The Government of India offers various schemes and incentives—like UDYAM registrations—to support micro, small, and medium enterprises (MSMEs). These help MSMEs access credit easily and keep operations running smoothly.
One important benefit under the MSME Act is the 45-day and 15-day payment rule, designed to ensure timely payments from buyers to MSMEs. Recent amendments change how these expenses are treated under the Income Tax Act from 1st April 2024.
In this guide, we'll explain:
- The new payment timelines
- Tax implications under Sections 15, 16, and 2(b) of the MSME Act, 2006
- What suppliers need to know to stay compliant
Overview of 45-Day and 15-Day Payment Cycle
Before knowing about the tax structure of expenses for supplies received from MSMEs, it is good to know about the new payment terms granted to them. Here are the three most important points to know in this matter:
- If the buyer and supplier (MSME) have not mutually agreed upon the payment date, buyers have to pay the MSMEs within 45 days from the date of receiving the goods/services.

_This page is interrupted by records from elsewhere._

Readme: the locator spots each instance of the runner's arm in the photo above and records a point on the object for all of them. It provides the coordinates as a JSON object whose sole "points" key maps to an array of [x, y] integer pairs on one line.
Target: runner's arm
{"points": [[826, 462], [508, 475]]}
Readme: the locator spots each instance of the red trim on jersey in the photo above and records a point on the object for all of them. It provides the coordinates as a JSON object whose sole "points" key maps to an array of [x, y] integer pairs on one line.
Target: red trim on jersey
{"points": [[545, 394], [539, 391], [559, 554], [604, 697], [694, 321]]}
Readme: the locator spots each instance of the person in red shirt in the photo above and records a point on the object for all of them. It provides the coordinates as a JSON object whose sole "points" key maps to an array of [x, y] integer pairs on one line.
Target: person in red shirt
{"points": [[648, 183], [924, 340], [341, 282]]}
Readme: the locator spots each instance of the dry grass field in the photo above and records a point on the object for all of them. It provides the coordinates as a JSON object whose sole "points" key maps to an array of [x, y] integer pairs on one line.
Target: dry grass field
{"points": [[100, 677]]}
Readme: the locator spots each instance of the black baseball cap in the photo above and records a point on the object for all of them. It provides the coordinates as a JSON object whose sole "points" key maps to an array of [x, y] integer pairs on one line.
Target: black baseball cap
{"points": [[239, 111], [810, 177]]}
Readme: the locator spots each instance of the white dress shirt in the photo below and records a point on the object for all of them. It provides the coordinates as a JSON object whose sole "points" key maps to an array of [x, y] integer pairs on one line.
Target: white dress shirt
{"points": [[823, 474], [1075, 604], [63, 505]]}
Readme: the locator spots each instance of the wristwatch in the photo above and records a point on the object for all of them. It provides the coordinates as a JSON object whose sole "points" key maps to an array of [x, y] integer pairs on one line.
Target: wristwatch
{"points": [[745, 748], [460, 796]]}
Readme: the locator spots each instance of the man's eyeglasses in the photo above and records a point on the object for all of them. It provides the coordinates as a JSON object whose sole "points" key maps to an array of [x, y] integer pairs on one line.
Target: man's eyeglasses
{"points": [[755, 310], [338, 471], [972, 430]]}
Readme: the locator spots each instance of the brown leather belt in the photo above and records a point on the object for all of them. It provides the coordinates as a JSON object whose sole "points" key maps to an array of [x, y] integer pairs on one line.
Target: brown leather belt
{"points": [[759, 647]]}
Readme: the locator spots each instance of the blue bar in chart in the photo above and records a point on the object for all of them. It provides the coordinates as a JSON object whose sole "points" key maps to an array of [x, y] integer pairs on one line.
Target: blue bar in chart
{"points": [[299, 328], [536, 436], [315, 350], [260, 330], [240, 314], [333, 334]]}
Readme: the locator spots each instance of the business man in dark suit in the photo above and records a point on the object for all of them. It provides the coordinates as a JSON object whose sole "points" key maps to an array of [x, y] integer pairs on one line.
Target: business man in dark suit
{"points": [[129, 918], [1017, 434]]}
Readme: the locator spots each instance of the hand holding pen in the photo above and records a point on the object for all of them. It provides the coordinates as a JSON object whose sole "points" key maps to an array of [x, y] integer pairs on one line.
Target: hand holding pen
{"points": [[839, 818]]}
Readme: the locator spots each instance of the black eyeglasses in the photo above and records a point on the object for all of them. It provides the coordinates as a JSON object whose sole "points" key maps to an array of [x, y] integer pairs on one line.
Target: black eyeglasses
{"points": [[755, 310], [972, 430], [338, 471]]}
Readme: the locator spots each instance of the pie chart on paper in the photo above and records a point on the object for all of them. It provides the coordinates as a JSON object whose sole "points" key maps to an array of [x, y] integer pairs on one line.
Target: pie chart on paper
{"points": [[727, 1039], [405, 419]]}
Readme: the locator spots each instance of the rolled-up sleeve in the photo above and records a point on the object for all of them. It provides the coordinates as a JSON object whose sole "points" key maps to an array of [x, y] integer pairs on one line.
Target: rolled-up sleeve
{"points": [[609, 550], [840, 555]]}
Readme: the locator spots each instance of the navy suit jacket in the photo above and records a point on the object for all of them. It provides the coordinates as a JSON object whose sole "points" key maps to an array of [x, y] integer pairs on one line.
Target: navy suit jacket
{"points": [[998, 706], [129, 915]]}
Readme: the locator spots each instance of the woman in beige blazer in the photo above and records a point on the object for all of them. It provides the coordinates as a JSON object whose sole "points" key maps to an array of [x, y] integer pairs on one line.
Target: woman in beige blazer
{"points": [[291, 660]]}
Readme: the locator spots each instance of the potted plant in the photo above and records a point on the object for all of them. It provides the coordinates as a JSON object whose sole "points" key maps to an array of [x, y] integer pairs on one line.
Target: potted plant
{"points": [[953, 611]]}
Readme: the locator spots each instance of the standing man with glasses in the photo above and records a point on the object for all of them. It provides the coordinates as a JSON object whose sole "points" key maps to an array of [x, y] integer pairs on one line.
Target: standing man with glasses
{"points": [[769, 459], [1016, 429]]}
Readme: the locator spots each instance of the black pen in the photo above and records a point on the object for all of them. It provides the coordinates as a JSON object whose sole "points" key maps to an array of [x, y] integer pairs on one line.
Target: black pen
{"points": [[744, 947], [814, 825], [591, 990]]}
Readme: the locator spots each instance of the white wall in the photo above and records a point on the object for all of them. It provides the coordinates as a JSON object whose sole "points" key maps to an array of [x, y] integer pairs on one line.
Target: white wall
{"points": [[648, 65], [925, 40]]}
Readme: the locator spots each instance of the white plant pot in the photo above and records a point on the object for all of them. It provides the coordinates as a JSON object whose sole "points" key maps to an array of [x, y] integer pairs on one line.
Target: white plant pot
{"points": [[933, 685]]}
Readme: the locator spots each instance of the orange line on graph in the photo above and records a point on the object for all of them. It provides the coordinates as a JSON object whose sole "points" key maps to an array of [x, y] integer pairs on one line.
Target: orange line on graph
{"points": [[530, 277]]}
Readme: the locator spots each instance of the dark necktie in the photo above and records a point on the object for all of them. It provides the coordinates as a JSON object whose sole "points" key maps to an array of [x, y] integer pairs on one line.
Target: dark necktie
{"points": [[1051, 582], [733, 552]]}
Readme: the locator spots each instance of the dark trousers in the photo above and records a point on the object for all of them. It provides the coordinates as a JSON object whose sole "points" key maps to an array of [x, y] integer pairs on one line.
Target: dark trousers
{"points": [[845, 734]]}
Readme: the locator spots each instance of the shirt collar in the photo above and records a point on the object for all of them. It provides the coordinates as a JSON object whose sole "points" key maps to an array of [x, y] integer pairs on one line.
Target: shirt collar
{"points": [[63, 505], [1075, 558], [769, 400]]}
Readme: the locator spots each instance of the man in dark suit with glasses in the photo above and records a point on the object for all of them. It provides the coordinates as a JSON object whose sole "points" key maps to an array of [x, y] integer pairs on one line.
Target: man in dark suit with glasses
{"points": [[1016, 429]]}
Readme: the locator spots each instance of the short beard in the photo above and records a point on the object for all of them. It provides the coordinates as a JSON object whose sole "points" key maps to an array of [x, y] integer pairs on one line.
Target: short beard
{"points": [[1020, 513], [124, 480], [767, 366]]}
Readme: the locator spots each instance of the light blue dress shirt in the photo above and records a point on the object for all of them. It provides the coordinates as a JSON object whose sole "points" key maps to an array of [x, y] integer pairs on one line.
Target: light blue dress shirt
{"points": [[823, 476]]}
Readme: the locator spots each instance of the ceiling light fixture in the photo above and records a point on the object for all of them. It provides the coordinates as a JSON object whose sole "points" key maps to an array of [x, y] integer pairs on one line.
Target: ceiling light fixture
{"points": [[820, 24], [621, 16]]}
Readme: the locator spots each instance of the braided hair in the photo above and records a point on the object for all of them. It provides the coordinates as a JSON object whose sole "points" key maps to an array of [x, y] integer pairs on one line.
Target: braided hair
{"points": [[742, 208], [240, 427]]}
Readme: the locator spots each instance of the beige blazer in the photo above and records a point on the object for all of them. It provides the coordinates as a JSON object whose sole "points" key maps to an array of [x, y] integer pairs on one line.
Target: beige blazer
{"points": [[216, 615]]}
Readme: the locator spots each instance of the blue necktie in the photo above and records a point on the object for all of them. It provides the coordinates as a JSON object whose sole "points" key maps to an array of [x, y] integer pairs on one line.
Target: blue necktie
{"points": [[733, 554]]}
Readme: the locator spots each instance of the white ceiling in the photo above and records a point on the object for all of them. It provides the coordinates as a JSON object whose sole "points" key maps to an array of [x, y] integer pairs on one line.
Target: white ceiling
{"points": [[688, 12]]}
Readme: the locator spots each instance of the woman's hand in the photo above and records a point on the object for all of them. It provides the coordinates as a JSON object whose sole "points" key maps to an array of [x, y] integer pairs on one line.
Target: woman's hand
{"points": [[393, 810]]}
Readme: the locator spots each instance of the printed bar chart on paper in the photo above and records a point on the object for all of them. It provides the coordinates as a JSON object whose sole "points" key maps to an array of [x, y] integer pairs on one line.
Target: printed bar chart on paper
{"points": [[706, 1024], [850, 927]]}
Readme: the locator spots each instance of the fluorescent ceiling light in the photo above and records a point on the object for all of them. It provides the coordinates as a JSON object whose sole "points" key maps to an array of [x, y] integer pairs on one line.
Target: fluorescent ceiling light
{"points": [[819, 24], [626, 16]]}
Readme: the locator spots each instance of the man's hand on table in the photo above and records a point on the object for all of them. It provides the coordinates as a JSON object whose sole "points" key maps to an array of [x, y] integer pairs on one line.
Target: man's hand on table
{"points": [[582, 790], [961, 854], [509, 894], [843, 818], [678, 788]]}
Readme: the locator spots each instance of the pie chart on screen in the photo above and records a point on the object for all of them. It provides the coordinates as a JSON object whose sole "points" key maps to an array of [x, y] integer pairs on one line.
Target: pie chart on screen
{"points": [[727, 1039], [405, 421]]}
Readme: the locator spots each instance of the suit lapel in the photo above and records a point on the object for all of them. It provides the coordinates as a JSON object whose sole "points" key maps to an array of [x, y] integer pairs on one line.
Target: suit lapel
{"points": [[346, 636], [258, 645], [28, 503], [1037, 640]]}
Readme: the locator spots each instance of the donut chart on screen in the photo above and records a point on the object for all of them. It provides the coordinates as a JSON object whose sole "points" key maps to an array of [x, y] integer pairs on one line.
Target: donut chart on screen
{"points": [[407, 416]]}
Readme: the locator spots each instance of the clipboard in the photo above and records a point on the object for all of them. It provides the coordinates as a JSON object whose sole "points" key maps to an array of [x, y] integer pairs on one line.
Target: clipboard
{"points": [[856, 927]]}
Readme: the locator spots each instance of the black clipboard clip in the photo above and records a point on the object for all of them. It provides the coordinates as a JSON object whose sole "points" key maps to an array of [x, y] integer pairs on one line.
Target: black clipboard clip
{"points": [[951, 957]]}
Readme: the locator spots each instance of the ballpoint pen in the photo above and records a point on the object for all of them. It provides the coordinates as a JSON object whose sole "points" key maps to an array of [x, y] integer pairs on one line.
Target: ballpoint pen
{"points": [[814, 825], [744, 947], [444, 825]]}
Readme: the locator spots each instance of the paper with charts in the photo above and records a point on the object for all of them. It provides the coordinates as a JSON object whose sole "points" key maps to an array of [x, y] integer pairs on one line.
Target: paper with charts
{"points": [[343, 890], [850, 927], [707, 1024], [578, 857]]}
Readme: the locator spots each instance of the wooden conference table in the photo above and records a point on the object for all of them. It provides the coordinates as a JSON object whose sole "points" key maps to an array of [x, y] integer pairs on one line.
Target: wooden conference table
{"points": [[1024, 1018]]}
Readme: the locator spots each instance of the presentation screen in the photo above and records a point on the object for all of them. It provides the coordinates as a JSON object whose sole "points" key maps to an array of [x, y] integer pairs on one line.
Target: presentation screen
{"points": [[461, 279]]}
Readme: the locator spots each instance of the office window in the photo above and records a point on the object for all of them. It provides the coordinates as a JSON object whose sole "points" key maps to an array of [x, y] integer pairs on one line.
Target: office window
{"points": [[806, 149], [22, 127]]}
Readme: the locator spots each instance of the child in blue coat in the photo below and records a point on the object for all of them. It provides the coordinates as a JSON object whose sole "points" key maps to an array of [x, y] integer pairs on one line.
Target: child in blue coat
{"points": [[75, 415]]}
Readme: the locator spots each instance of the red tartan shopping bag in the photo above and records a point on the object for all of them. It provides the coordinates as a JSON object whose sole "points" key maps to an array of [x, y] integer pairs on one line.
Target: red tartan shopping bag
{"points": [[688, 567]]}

- If the buyer and supplier have agreed on a credit period of more than 45 days, the MSME Act of 2006 states that the payment still needs to be made within 45 days of receiving the goods/services.
- If the buyer and supplier have not agreed on any credit period, then the MSME regulation states that the payment has to be made to the suppliers within 15 days of receiving the goods/services.
Changes that come into effect from 1st April 2024
From 1st April 2024 (Assessment Year 2024–2025 onwards):
- Businesses must prepare a list of all MSME vendors and track pending payments as of 31st March 2024.
- Payments delayed beyond permitted timelines may face disallowance as expenses under the Income Tax Act.
This makes it essential to track payable dates carefully to avoid tax complications.
How Tax Deductions Work Under the New Rules
- Situation 1:
Payment made within the permitted period in the same financial year → Expense is deductible in the year of accrual.
- Situation 2:
Payment made after the permitted period and in the next financial year → Deduction allowed only in the year the payment is actually made.
- Situation 3:
Expense accrued in one year, payment made next year but within the permitted credit period → Deduction allowed in the year of accrual.
- Situation 4:
Expense accrued in one year; payment made next year beyond the credit period → Deduction allowed only in the actual year of payment.
Section 43B(h): Disallowance of Overdue Payments
Under Section 43B(h) of the Income Tax Act (newly introduced):
- If payment isn’t made to MSMEs within 15 or 45 days (as applicable), expense cannot be claimed on an accrual basis.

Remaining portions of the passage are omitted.